Maternity services review highlights failings

The findings of the UKs largest ever investigation into maternity care have now been published, with damning insights into failings that led to birth injuries, maternal injuries and even deaths.

Medical negligence solicitors, Blackwater Law had previously discussed the ongoing investigations in our article here.

Birth injury compensation claims

The report investigated 250 cases at the Shrewsbury and Telford NHS Hospital Trust with the purpose that the findings could help to prevent further birth injuries and in turn reduce the amount of birth injury compensation sought as a result. The report follows 1,862 families contacting the health secretary, and cases put forward by the NHS Trust relating to avoidable neonatal and maternal harm and deaths. The families were concerned that lessons were not being learned and that more families would suffer the consequences of a birth injury or neonatal death without adequate measures in place to prevent this. It is hoped that the findings from this report will therefore provide the families with answers and prevent further avoidable injuries and deaths from occurring both within The Shrewsbury and Telford NHS Hospital Trust and across maternity services throughout England.

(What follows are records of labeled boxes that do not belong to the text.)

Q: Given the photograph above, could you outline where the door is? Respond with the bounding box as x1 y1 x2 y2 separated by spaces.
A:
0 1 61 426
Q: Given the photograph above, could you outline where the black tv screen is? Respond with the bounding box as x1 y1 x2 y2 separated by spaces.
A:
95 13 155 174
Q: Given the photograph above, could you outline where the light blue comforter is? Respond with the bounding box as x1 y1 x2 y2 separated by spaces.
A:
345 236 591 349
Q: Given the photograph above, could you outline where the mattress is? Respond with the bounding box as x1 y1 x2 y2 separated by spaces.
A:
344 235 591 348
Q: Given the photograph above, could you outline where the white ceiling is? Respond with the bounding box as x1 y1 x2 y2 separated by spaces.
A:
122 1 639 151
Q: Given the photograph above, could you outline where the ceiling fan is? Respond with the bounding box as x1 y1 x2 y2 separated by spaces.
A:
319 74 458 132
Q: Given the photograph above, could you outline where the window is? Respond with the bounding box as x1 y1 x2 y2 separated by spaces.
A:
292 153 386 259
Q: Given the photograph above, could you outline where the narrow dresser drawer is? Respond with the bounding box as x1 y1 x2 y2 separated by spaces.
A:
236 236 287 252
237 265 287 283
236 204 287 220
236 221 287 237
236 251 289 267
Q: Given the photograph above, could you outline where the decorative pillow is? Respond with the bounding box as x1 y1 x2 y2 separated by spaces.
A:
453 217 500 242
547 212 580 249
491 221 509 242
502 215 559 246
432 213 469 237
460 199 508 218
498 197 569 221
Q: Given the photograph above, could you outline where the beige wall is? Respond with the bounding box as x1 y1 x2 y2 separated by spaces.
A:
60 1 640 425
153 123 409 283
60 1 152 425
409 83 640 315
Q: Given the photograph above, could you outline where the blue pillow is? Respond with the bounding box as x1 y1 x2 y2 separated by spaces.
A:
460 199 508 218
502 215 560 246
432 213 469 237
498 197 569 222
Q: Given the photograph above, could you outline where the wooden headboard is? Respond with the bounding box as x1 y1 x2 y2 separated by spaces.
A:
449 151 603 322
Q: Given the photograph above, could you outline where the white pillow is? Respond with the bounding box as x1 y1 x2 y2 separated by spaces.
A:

Birth injury report findings

  • Pregnant women were often not advised about the different facilities in the birthing suite and obstetric suite. This meant that instances both mothers with higher risk and babies that were higher risk elected to birth in the birthing suite which was not appropriate in accordance with their medical needs. This led to avoidable birth injuries, neonatal and maternal deaths. Where complications occurred, these were not necessarily escalated in a timely manner.
  • Mothers who experienced complications during labour, did not always receive the prioritisation of care that they needed. This often led to increased distress as well as injuries and could have resulted in maternity injury compensation as a result.
  • Established local and national guidelines were not being followed in relation to the use of Oxytocin during labour and forcep deliveries. In some instances, the report details that mothers had previously requested an elective caesarean delivery due to complicating factors (such as a previous traumatic birth) but were strongly encouraged to deliver naturally. The parent’s perception was that the Trust wanted to keep their published caesarean rate down. This often led to traumatic births and a number of injuries including cerebral palsy, potentially giving light to cerebral palsy claims.
  • Bereavement support provided by the Trust often lacked compassion and in many instances compounded the parents anxiety and suffering. The report also showed that in some instances, internal investigations were not conducted, or were conducted to a substandard level. This meant that there were multiple missed opportunities for learning in order to prevent future oversights.

The detailed report highlights a number of shortcomings made by the Trust over the almost 20 year period and outlines a number of essential actions that the Trust must implement with immediate effect. Whilst this is far too late for those families who have been directly impacted, it is hoped that learnings can be made and future mistakes avoided, in order to provide the safest care for women and babies when it is most needed.